Autant d’innovations qui font des boîtes métallique l’un des emballages les plus sûrs pour le stockage des denrées alimentaires.

C’est certainement une des raisons de sa grande popularité, avec ses côtés pratique et économique.

Recyclable à 100 % et indéfiniment

Moins connue et pourtant fondamentale au regard des défis environnementaux auxquels est confrontée la planète, c’est son extrême recyclabilité. 

Comme le verre, l’emballage métallique est un matériau permanent. Cela signifie qu’il a des propriétés chimiques simples qui lui permettent d’être recyclable à 100 % et à l’infini en boucle fermée, sans altération de ses propriétés.

Une fois triées, les boîtes sont refondues pour fabriquer de nouveaux produits.

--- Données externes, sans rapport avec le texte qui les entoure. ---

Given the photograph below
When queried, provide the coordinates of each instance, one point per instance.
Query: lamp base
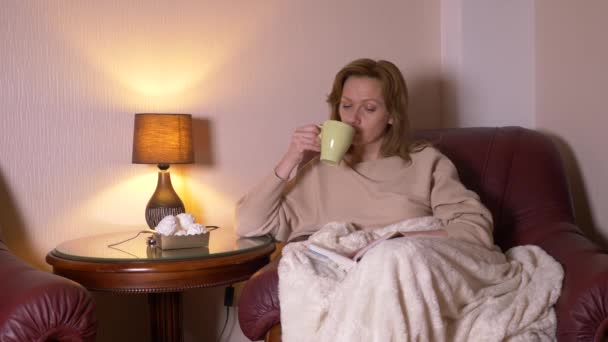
(164, 201)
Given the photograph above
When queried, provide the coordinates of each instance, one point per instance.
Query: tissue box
(183, 241)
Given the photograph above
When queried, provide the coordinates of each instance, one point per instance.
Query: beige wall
(572, 79)
(73, 73)
(487, 63)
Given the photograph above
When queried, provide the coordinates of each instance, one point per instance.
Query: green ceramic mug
(336, 137)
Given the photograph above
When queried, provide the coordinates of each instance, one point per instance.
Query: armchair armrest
(582, 308)
(40, 306)
(259, 307)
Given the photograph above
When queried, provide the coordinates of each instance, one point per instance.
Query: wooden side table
(134, 267)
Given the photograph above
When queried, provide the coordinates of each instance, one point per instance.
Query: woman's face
(362, 106)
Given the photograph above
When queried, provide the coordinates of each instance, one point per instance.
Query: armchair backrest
(517, 173)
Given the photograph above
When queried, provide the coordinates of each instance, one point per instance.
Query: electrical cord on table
(228, 298)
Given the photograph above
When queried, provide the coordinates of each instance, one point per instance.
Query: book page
(376, 242)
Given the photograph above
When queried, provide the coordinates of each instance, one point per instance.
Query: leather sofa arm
(40, 306)
(582, 308)
(259, 307)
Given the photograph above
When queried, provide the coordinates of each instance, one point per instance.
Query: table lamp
(163, 139)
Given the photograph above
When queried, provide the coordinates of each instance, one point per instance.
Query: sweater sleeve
(462, 213)
(261, 211)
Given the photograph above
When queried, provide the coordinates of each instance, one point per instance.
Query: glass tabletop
(132, 246)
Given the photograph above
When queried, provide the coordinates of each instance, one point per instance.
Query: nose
(354, 118)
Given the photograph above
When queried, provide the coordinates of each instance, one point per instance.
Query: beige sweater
(370, 194)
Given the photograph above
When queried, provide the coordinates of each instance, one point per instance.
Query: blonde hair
(397, 138)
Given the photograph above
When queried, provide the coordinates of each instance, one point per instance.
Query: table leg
(165, 317)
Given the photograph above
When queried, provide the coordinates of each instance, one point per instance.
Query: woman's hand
(304, 139)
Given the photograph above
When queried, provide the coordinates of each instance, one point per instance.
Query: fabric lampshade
(162, 139)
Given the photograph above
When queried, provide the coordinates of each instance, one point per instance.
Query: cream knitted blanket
(416, 289)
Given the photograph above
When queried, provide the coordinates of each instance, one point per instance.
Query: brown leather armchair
(520, 177)
(40, 306)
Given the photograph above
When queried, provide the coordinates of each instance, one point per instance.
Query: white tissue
(167, 226)
(180, 225)
(195, 229)
(185, 220)
(180, 233)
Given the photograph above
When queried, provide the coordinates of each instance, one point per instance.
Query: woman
(385, 177)
(448, 283)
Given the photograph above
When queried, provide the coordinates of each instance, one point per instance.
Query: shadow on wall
(425, 106)
(450, 98)
(12, 226)
(582, 209)
(202, 140)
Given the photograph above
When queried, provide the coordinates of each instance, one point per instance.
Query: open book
(346, 260)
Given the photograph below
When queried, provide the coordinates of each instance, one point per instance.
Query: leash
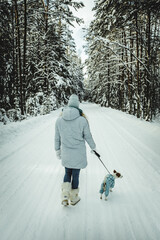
(99, 157)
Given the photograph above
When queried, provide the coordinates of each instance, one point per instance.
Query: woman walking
(71, 132)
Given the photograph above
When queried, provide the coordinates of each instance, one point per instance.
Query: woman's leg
(75, 178)
(68, 174)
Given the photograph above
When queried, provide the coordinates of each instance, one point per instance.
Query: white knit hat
(73, 101)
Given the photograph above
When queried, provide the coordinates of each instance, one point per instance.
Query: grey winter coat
(71, 132)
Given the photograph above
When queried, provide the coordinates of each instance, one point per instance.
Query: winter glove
(95, 152)
(58, 154)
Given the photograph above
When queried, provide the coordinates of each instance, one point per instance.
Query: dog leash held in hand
(98, 155)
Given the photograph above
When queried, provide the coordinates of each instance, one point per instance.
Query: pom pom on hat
(73, 101)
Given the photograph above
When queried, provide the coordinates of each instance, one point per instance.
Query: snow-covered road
(31, 177)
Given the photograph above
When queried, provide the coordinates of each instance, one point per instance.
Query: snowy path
(31, 176)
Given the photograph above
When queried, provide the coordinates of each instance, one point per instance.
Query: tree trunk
(19, 70)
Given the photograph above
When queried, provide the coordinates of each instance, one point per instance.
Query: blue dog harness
(108, 183)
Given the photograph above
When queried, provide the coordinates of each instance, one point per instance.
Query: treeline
(123, 44)
(39, 68)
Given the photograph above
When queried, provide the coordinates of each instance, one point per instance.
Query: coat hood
(70, 113)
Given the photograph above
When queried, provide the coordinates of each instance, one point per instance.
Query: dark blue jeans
(72, 174)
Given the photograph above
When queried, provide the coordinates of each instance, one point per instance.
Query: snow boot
(74, 198)
(66, 188)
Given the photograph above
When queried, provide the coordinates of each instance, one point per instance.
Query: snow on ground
(31, 177)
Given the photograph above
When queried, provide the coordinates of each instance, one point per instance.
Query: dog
(108, 183)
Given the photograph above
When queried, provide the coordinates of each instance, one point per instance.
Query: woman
(71, 132)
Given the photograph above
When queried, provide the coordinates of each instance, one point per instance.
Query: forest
(40, 68)
(124, 56)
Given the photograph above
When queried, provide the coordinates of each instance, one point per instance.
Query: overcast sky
(87, 14)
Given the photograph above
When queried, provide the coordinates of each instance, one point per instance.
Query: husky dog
(108, 183)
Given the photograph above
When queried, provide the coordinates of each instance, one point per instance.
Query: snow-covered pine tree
(129, 30)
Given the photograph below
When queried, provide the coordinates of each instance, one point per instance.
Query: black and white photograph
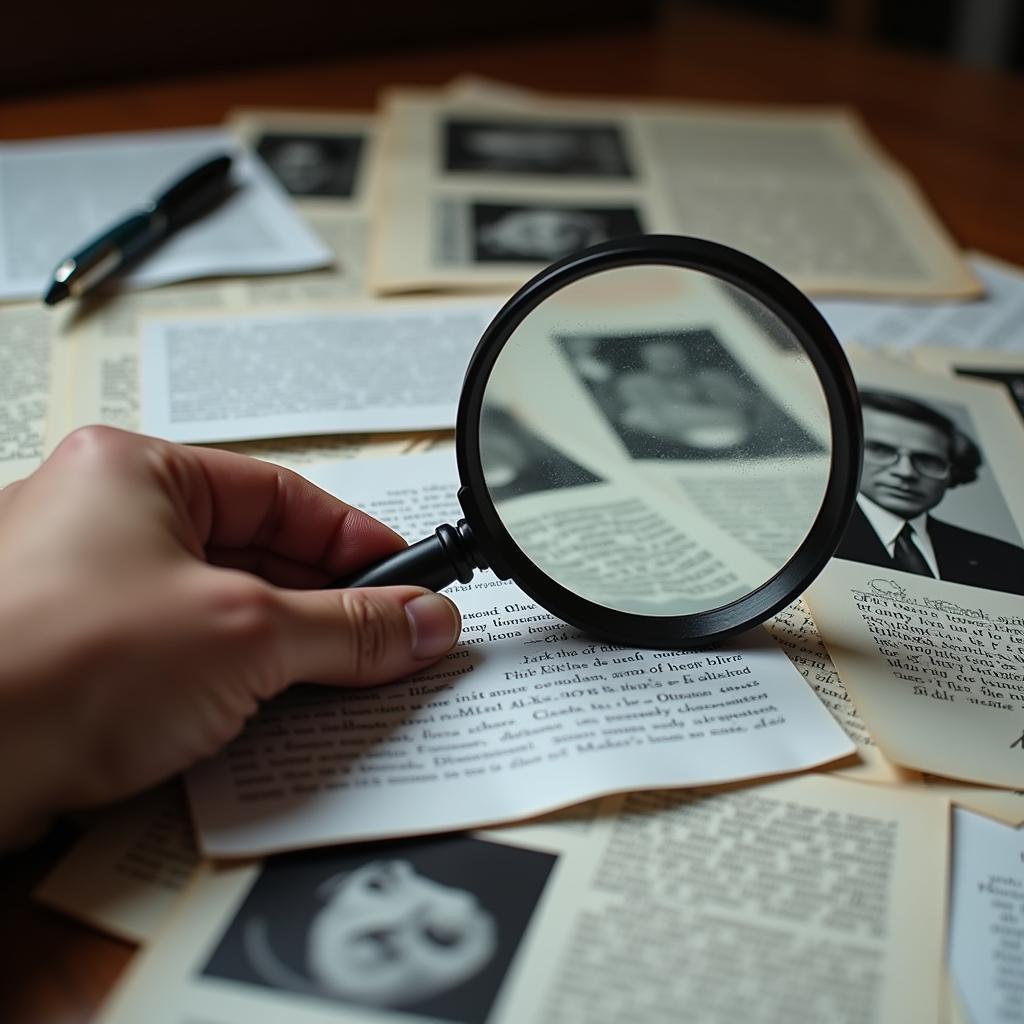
(543, 232)
(313, 164)
(1012, 380)
(928, 505)
(680, 394)
(520, 146)
(516, 462)
(426, 927)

Un processus qui nécessite 95 % d’énergie en moins par rapport à une production à base de matières premières « neuves ».

Une tonne de métal recyclé produite, c’est deux tonnes de matières premières économisées.

En France, 80 % des emballages métalliques sont recyclés.

Un objet du quotidien partout sur la planète

La boîte de conserve est aujourd’hui un objet banal, omniprésent dans le quotidien de tout un chacun. 

C’est vers elle que les consommateurs se tournent en temps de crise. Pour son prix, mais aussi son côté rassurant. Quoi qu’il advienne, il restera toujours des conserves dans le garde-manger.

Une tendance qui s’est à nouveau vérifiée pendant la pandémie du Covid 19. Les ventes ont augmenté en France de plus de 12 % en un an.

C’est aussi un objet que l’on adore détourner depuis toujours.

Reliées par une ficelle, deux boîtes métalliques forment un téléphone acoustique, empilées, elles deviennent un chamboule-tout pour amuser les enfants, sous le pinceau d’Andy Warhol, elles se font oeuvre d’art… C’est aussi cela l’histoire de la boîte de conserve.

Mais s’il faut rétablir une vérité en conclusion, c’est bien celle du mythe de Popeye. On ne compte guère, en effet, que 3 milligrammes de fer pour 100g d’épinards. Un taux honnête, mais bien inférieur à celui des lentilles, des oeufs ou d’un bon confit d’oie du Périgord !

La grande histoire de la boîte de conserve, c'est aussi celle du développement du commerce de produits du terroir, dont celui du confit d'oie.